Todd the big rumor is that the Oppo will be the first DV unit on the market. As rumor has it, Oppo is waiting for certification from Dolby to enable DV

I think the truth is as you have stated DV is probably not a sure thing as rumor have it


Sent from my iPhone using Tapatalk


----------



## Todd Anderson

I've heard most of the rumors... I'm sure there are some out there that I haven't caught that you may have seen...:wink2:

Direct from OPPO's Direct of Product Development: No support for Dolby Vision at this time.

Read into that what you will... one would have to assume they are working on it. The new OPPO players will be using a MediaTek decoder chip, and MediaTek is a Dolby Vision partner... so hopefully that's going to be a score for all of us! If (or when) that happens is completely up in the air at this point.


----------



## Todd Anderson

In other news... it's great that OPPO is official in the fray, so to speak. Glad to have the competition, especially since it's evident that there is differences in quality across the options already on the market.


----------



## Todd Anderson

You can find this by going here: http://www.oppodigital.com/uhd/

(of course HTS will stay on top of coverage, too! ;-)


----------



## Robert Zohn

*Here's John Archer's Wall Street Journal write-up with some things confirming and new information on OPPO's UDP-203.*


----------



## Todd Anderson

Thanks for the link, Robert! These players are looking like world beaters!


----------



## JimShaw

Robert Zohn said:


> Yes, but I do not expect to be posting any information as I'll be signing a non-disclosure (NDA) and it's a Beta unit so my job is to test everything and report to OPPO engineering.
> 
> I'm 100% confident it will handle HDR as well as the best UHD BD player and regarding 10-bit I do not believe any UHD BD player puts out 10-bit.



Robert

You can post your thoughts right here. We won't tell a soul :smile:



.


----------



## HatlessChimp

Picked up mine 2 days ago. I LOVE THE STRIP METADATA FUNCTION! What it does is give you the rec2020 colour but not the unrealistic nits in brightness range of HDR. Hard to explain but its great!

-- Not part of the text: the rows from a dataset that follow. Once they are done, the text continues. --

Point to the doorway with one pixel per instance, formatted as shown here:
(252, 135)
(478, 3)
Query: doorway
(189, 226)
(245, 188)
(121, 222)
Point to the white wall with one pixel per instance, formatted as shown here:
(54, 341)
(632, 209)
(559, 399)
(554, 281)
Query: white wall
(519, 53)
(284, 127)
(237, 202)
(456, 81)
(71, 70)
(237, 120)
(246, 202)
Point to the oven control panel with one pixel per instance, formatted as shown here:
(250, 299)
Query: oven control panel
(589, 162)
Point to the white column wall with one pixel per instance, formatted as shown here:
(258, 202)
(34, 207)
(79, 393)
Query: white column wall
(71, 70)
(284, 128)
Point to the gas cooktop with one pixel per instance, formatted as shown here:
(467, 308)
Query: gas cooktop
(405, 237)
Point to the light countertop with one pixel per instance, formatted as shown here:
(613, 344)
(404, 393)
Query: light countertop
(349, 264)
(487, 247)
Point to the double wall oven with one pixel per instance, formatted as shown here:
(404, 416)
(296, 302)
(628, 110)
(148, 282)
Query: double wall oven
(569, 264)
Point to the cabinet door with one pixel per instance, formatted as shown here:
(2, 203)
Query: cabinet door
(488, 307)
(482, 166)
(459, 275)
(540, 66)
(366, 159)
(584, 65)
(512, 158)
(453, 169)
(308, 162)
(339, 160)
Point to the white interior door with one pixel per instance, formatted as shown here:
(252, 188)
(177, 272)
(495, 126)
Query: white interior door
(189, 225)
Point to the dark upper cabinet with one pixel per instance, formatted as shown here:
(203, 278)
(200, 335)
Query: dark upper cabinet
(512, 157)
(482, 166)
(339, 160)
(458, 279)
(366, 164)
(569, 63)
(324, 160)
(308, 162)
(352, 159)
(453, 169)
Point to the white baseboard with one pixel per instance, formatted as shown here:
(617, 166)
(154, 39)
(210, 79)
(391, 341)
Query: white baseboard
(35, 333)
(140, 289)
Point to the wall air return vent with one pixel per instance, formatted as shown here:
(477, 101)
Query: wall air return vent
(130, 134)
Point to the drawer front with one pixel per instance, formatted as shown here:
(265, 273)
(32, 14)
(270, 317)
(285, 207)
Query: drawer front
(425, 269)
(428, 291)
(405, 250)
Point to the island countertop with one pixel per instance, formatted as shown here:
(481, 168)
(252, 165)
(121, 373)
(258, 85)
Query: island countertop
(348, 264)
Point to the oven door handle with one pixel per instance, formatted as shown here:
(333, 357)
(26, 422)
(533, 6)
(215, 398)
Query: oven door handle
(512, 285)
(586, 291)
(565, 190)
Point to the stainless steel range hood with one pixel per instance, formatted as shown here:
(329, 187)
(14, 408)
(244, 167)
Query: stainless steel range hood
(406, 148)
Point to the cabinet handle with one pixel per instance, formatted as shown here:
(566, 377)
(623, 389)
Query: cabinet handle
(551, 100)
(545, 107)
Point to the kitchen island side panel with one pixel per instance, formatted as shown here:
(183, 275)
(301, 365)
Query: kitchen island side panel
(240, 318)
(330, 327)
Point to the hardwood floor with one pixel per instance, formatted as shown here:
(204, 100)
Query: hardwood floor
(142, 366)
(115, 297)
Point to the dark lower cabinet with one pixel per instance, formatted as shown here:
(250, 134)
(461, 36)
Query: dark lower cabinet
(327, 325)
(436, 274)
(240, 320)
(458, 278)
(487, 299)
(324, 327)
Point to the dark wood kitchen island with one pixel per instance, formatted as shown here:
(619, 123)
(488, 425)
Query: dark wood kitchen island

Sent from my LG-H990 using Tapatalk


----------



## JimShaw

HatlessChimp said:


> Picked up mine 2 days ago. I LOVE THE STRIP METADATA FUNCTION! What it does is give you the rec2020 colour but not the unrealistic nits in brightness range of HDR. Hard to explain but its great!
> 
> https://youtu.be/F--ffP6Iiig
> 
> Sent from my LG-H990 using Tapatalk



Hey, I resent that. "Men between the ages of 25 to 45 may feel 'movement' when unboxing the Oppo". I am a hell of a lot older than 45 and when I unbox, I know I am going to feel "movement". Maybe Oppo transcends the norm.


----------